Thoughts on Auschwitz

Yesterday I couldn't write anything about our tour of Auschwitz. It was too emotional to attempt to express and I didn't feel that anything besides the pictures was necessary. However after a night's sleep I realize that's doing the people who suffered and died there a disservice, because the buildings themselves, aside from a few notorious examples, are just buildings. Much of it was an army barracks before the war, after all. It's the people who matter, and their stories, and for that pictures won't suffice. There's no way I could adequately describe the emotions of the place, I can only make a few observations and encourage you to visit, or at least learn more about it.

Auschwitz is without a doubt the most important, powerful place we'll visit on this trip, and I'd say it's the most important place in all of Europe. It's a little out of the way for the typical American traveller, but well worth it. You can only tour it with a guide, and if you can afford it (and it isn't expensive) hire a private guide for your small group, which you can do easily through their web site. Our guide was Marta, who's been there for seven years and could answer nearly every question from us five history buffs. She was fantastic. In 3.5 hours she took us through the highlights, explained what we were seeing, told a number of fascinating and moving stories and made for a very personal visit.

The most important thing to understand about Auschwitz is that it was both a concentration/work camp, where the victims lived short lives in squalid, brutal conditions while performing slave labor, and an extermination camp that killed about a million and a half people. Most of the buildings you see were for the concentration camp, and the need for the barracks after the war is a major reason Auschwitz survived to become what it is today.

In the first part of the tour saw the site where the prisoner orchestra would play marching tunes, which were found to speed the inmates up and so increase efficiency. Surreal. There's the famous sign reading "Work will set you free", and the main permanent exhibits. Enormous piles of shoes, luggage and other detritus of the murdered. A pile of hair that was perhaps 50 feet long, and a bolt of the cloth they made from it.

Having a young daughter the children's things were by far the hardest part for me. Luggage with "kind", meaning child, dolls, and one particular photo of a little girl standing in line sort of fidgeting and looking down at her shoes. She could be any little girl.

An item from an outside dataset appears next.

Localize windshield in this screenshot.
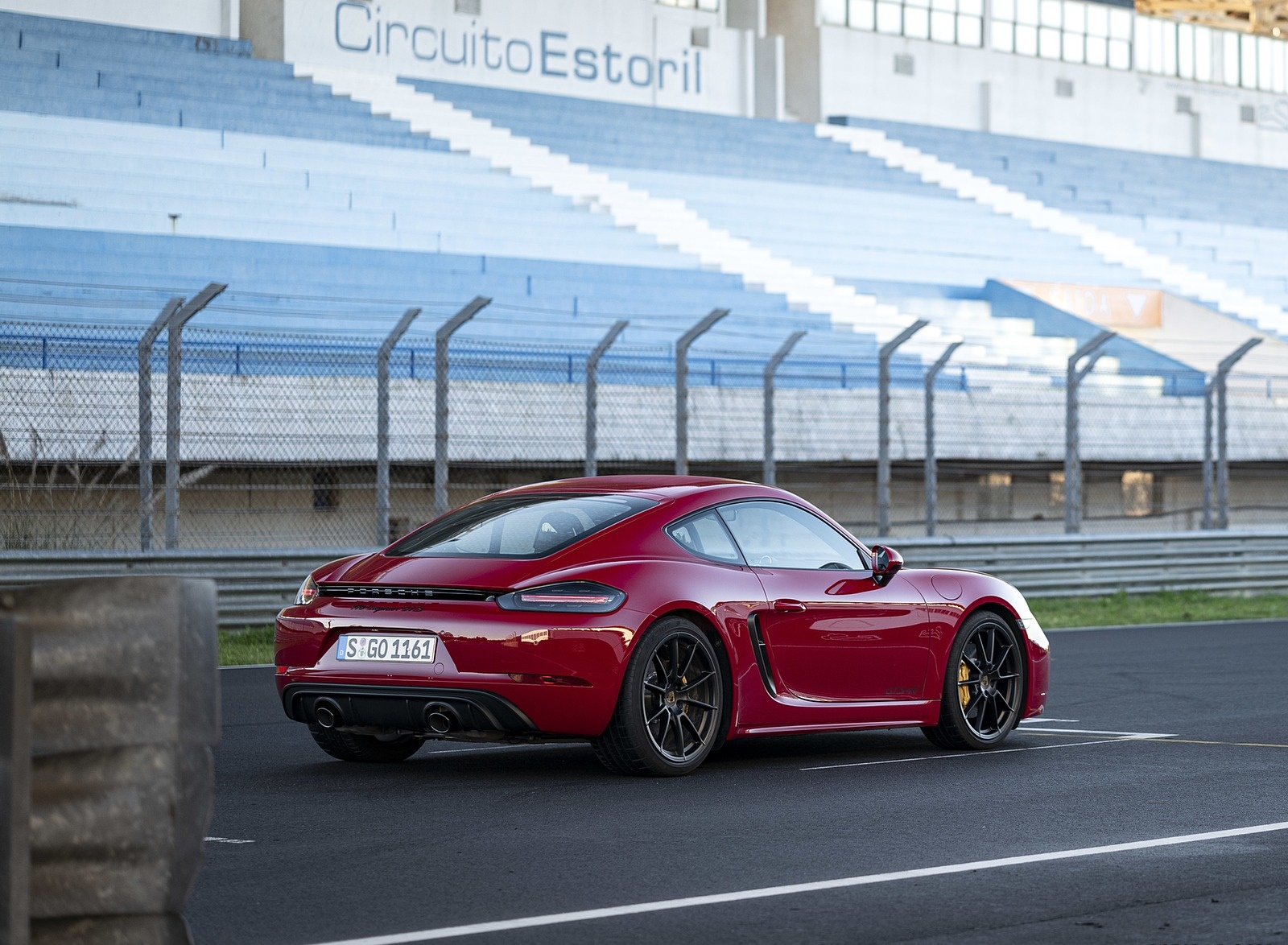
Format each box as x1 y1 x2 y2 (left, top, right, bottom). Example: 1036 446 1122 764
386 493 657 558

We then went over to Auschwitz II, or Birkenau after the beech trees. It's enormous, and had wooden barracks instead of stone. We saw the famous tower at the entrance, the gas chambers, the toilets and train tracks. Now here's the thing about the place that really got to me. The trains would roll right into the camp and everyone would get out, many relieved to finally be outside again after being locked in a packed train for days. They'd file past a doctor who would point left or right, and you'd then either be a slave laborer or you'd go straight to the gas chambers. Children, the elderly, the sick and most of the women were just herded into what they were told were showers - they were even told to remember the peg number where they hung up their clothes - then some Zyclon B pellets would be tossed in and all of these innocent people would suffocate. The Germans killed a million and a half people in this one place - that's more than the population of Prague today. It's unfathomable, and being there felt like being in a place that will forever be tainted soil.

So, it's brutal but it's one of those experiences that will have a positive impact on you for life.

 

1 comment:

  1. Got a lump in my throat just reading this entry; can't imagine what it's like to see it firsthand.